Axial spondyloarthritis (axSpA) is a chronic inflammatory disease that affects the axial skeleton, mainly the spine and sacroiliac joints. The condition encompasses both non-radiographic axial spondyloarthritis (nr-axSpA) and radiographic axial spondyloarthritis (r-axSpA), which was previously referred to as ankylosing spondylitis (AS). In this essay, we will discuss the diagnosis, phenotypes, and treatment of axSpA in detail.
The diagnosis of axSpA can be challenging and may require a combination of clinical, laboratory, and radiographic assessments. The following are the diagnostic criteria for axSpA:
Clinical features: The presence of chronic back pain, which lasts for at least three months, and is worse in the morning and improves with exercise, is the hallmark symptom of axSpA. Other clinical features include stiffness in the back, limited spinal mobility, and peripheral arthritis.
Imaging: Radiographic evidence of sacroiliitis is the most specific feature of axSpA. Magnetic resonance imaging (MRI) can detect early changes of sacroiliitis, even before radiographic evidence appears. Other imaging features include bone marrow edema and syndesmophytes (bony outgrowths that form in the spine).

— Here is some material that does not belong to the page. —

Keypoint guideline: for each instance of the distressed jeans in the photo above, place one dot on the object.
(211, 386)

Laboratory tests: There are no specific laboratory tests for axSpA. However, blood tests can help exclude other conditions that can mimic the disease, such as rheumatoid arthritis or infections. HLA-B27 testing may also be useful as it is strongly associated with axSpA, although not all patients with axSpA are HLA-B27 positive.
AxSpA is a heterogeneous disease, and patients can present with different phenotypes that may require tailored treatment strategies. The following are the three main phenotypes of axSpA:
Radiographic axSpA (r-axSpA): This phenotype is characterized by radiographic evidence of sacroiliitis, which is visible on X-ray. Patients with r-axSpA tend to have more severe and progressive disease, with more frequent and severe spinal fusion.
Non-radiographic axSpA (nr-axSpA): This phenotype presents with clinical symptoms of axSpA, such as chronic back pain and stiffness, without radiographic evidence of sacroiliitis on X-ray. However, these patients may have positive MRI findings, such as bone marrow edema or inflammation of the sacroiliac joint, indicating early disease.
Peripheral spondyloarthritis: This phenotype involves inflammation of the peripheral joints, such as the knees, ankles, and wrists, in addition to axial symptoms. Peripheral spondyloarthritis can occur in isolation or in combination with axSpA.
There are various treatment options available that can help manage the disease.
Non-Steroidal Anti-Inflammatory Drugs (NSAIDs) are commonly used as a first-line treatment for axSpA, as they help to relieve pain and inflammation. They work by blocking the production of prostaglandins, which are responsible for causing pain and inflammation. Examples of NSAIDs include ibuprofen, naproxen, and diclofenac. NSAIDs can be taken orally or topically, and are usually taken on an as-needed basis.
Disease-Modifying Anti-Rheumatic Drugs (DMARDs) are a group of medications that work to modify the underlying disease process of axSpA. Unlike NSAIDs, DMARDs are slow-acting and can take several weeks or months to take effect. They are typically used in combination with NSAIDs for maximum benefit. Examples of DMARDs used for axSpA include sulfasalazine and methotrexate.
Biologic therapy targets specific proteins involved in the inflammatory process, such as tumor necrosis factor (TNF) or interleukin-17 (IL-17). These medications are administered via injection or intravenous infusion and are reserved for patients who have not responded to NSAIDs and/or DMARDs. Examples of biologics used for axSpA include adalimumab, etanercept, infliximab, golimumab, certolizumab pegol, and secukinumab.
Janus Kinase (JAK) Inhibitors are a newer class of medications that work by blocking a group of enzymes called Janus kinases, which are involved in the inflammatory process. They are taken orally and have been shown to be effective in treating axSpA. Tofacitinib is an example of a JAK inhibitor that has been approved for the treatment of axSpA.
Physical Therapy and Exercise are important components of the overall treatment plan for axSpA. They can help to improve flexibility, strength, and range of motion, and can also help to reduce pain and stiffness. A physical therapist can develop an individualized exercise program that is safe and effective for each patient.